ロゼはアメリアの前に立ち、腰に手を置いて話しかけた。


私はこれから面倒くさいことになるぞと頭を抱える。


「それは失礼しました……」


アメリアはそう言って頭を下げ、廊下の端によけると私たちの横を通り過ぎようとした。


その態度が余計にロゼを不快にさせたのか、ロゼは過ぎ去ろうとするアメリアの腕を掴む。


「ちょっと、何を勝手に――」


腕を引かれたことでアメリアの持っていた教科書などの教材が手からこぼれ、廊下に散らばっていく。


少しやりすぎだと思い、私は慌ててロゼを止めようとすると、逆に私が倒れそうになって足が前に出た。


その瞬間、私の足先に何かを踏みつけた感触がする。


それはアメリアの教科書で、しかもその私のつま先は教科書の間に入り込み、中の紙をくしゃくしゃにしていた。


これはヤバいと思い、教科書から足をどけて謝ろうとすると、そこにまたタイミング悪くルークが現れる。

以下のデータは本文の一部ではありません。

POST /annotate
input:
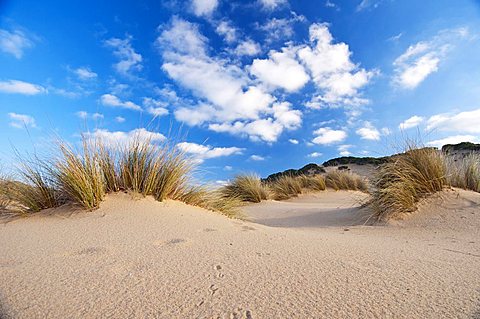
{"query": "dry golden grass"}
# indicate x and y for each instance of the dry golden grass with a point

そして、私がアメリアの教科書を踏んでいる瞬間を目撃したのか、軽蔑をするような顔で睨みつけて来た。


「おい、エリザ! お前、アメリアの教科書に何をしている!?」


私はわざとじゃないと弁解したかったが、そう言って信じてもらえる雰囲気ではなかった。


私がゆっくり後退るとルークがアメリアの散らばった教材を拾い始めた。


何とも気まずい雰囲気である。


「エリザ様は何も悪くありませんわ! この女が勝手に――」


ロゼが弁解しようとしてくれたのだが、それが余計にルークを怒らしたらしい。


私たちを睨みつけて、きつい言葉で放った。


「言い訳はよしてくれ! どう見たってこれは苛めだろう。今度、同じような事があれば、この俺が許さないからな!!」


そう言ってルークはアメリアの肩を抱いて、廊下の先へ向かって言った。


アメリアは申し訳なさそうに振り向き私の顔を見ていたが、ルークは全く私たちを許す気にはないようだ。


あの石頭がと怒鳴りつけたくなったが、すべてが後の祭り。


教室から他の生徒たちが何事かと顔を覗かせ、こちらを見ている。


どう見たってこの光景、エリザがアメリアを苛めているようにしか見えない。


どうしてこうなったのか、私にも理解できなかった。